With increasing fetal development, the mechanism of mammalian wound healing transitions from regeneration to a repair process characterized by organized wound contraction and scar synthesis. Recently, a variety of tissue-engineering constructs have been developed to block the contraction and scar formation mechanisms of repair, and to induce regeneration following injury with similar mechanisms of action observed for both the skin and peripheral nervous system (PNS). Such constructs, mostly scaffolds that are analogs of extracellular matrix and possess specific biological activity, have become the basis of studies of in vivo synthesis of tissues and organs. In this article, we provide an overview of mammalian wound healing processes following severe injury as well as a description of the tissue triad and the regenerative capacity of the three distinct tissue types that comprise the triad.
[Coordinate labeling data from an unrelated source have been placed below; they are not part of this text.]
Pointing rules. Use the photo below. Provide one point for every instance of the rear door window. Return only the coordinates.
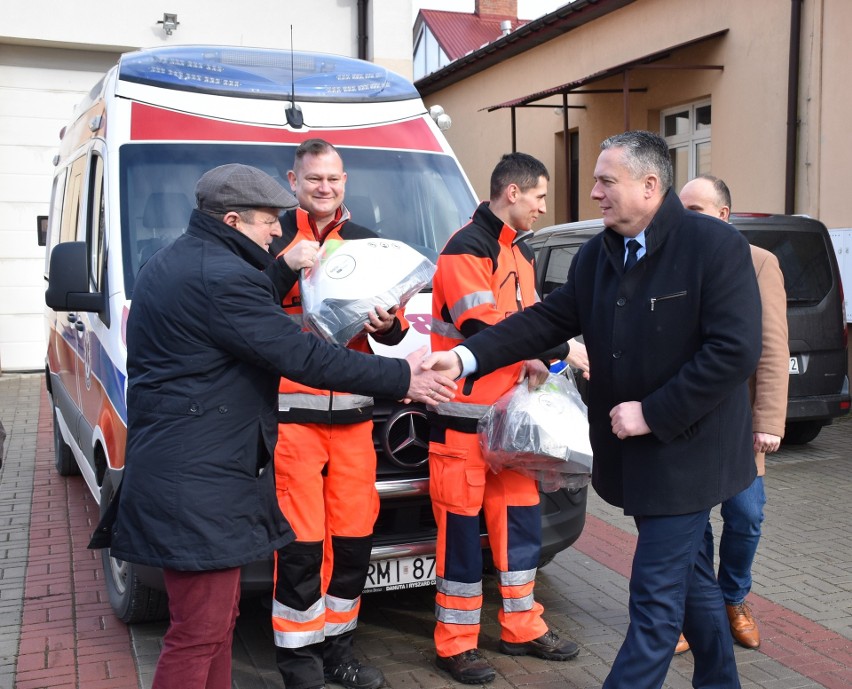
(804, 262)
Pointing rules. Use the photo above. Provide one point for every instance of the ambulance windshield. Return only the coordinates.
(261, 73)
(416, 197)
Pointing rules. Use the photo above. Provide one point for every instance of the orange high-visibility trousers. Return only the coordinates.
(325, 477)
(462, 484)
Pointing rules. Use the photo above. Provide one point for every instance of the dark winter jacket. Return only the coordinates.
(680, 333)
(207, 341)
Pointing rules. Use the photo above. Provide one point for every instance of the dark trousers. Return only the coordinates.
(203, 609)
(673, 587)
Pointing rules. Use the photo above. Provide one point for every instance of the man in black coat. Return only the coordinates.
(667, 302)
(207, 342)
We also discuss the critical structural elements of an active extracellular matrix analog that induces regeneration, and describe the use of standardized wound models for study of in vivo regeneration processes. We conclude this review describing recent data from studies utilizing active extracellular matrix analogs (scaffolds) that have shown regenerative activity.

Original languageEnglish (US)
Title of host publicationPrinciples of Tissue Engineering
Subtitle of host publicationFourth Edition
PublisherElsevier Inc.
Number of pages31
ISBN (Print)9780123983589
StatePublished - Nov 2013


  • In vivo
  • Regeneration
  • Scaffold
  • Tissue engineering
  • Wound healing

ASJC Scopus subject areas

  • Biochemistry, Genetics and Molecular Biology(all)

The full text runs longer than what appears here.